As RTD continues to navigate the impacts of the pandemic, the agency has had requests from various stakeholders to re-evaluate its fare structure and develop pilot projects to make using RTD services more affordable.  -  Denver RTD

As RTD continues to navigate the impacts of the pandemic, the agency has had requests from various stakeholders to re-evaluate its fare structure and develop pilot projects to make using RTD services more affordable.

Denver RTD

Recognizing that its fare structure is one of the most expensive in the transit industry, Denver’s Regional Transportation District (RTD) is embarking on a comprehensive, systemwide study of its fares and a fare equity analysis to ensure that the agency is doing all it can to make its services more accessible.

The process, expected to take a minimum of 18 months, will be the first of its kind for RTD and will include comprehensive public involvement to gain input and feedback from customers, local leaders, and agency employees. The work will include extensive multicultural outreach, involving culturally specific community organizations that serve the BIPOC (Black, indigenous and people of color) communities, youth, seniors, people with disabilities, and the unhoused and veterans, as well as those who are “lesbian, gay, bisexual, transgender, and queer or questioning.”

“I realize that the current fare structure is burdensome for many RTD customers,” said RTD GM/CEO Debra A. Johnson. “It compromises those who use transit the most, a viewpoint we have heard from the public for some time now and that I have heard in earnest since assuming my role in November.”
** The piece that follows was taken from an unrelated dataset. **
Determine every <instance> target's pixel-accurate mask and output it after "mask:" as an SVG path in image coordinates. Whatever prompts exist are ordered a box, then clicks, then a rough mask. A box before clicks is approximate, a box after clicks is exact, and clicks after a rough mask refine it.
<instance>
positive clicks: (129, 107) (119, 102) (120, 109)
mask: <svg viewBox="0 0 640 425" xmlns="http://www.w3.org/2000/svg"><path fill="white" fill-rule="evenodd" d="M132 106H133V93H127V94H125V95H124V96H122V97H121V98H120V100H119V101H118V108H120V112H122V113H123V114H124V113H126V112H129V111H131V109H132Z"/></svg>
As RTD continues to navigate the impacts of the pandemic, the agency has had requests from various stakeholders to re-evaluate its fare structure and develop pilot projects to make using RTD services more affordable. Instead of pursuing a piecemeal approach to fares, RTD is taking a comprehensive and holistic look at its fare structure and pass programs.

Johnson and a working group of individuals from various RTD departments have been meeting since late March to review the agency’s fares and fare programs. They have agreed that the fare study and equity analysis will follow a process consistent with guidance from the Federal Transit Administration (FTA) and will include a comprehensive fare equity analysis of any proposed fare changes.

The process is scheduled to start next month with a dialogue with the agency’s board, to include discussion of recommendations from previous fare studies and a pass program working group convened in 2017 and 2018. The board could consider approving the fare equity analysis a year from this fall, with any changes implemented in 2023.

RTD now follows a fare structure that was implemented in 2016, with fare levels in three categories: Local, Regional, and Airport. The RTD board approved revisions to the agency’s fare structure and pass programs in September 2018 that were implemented in 2019.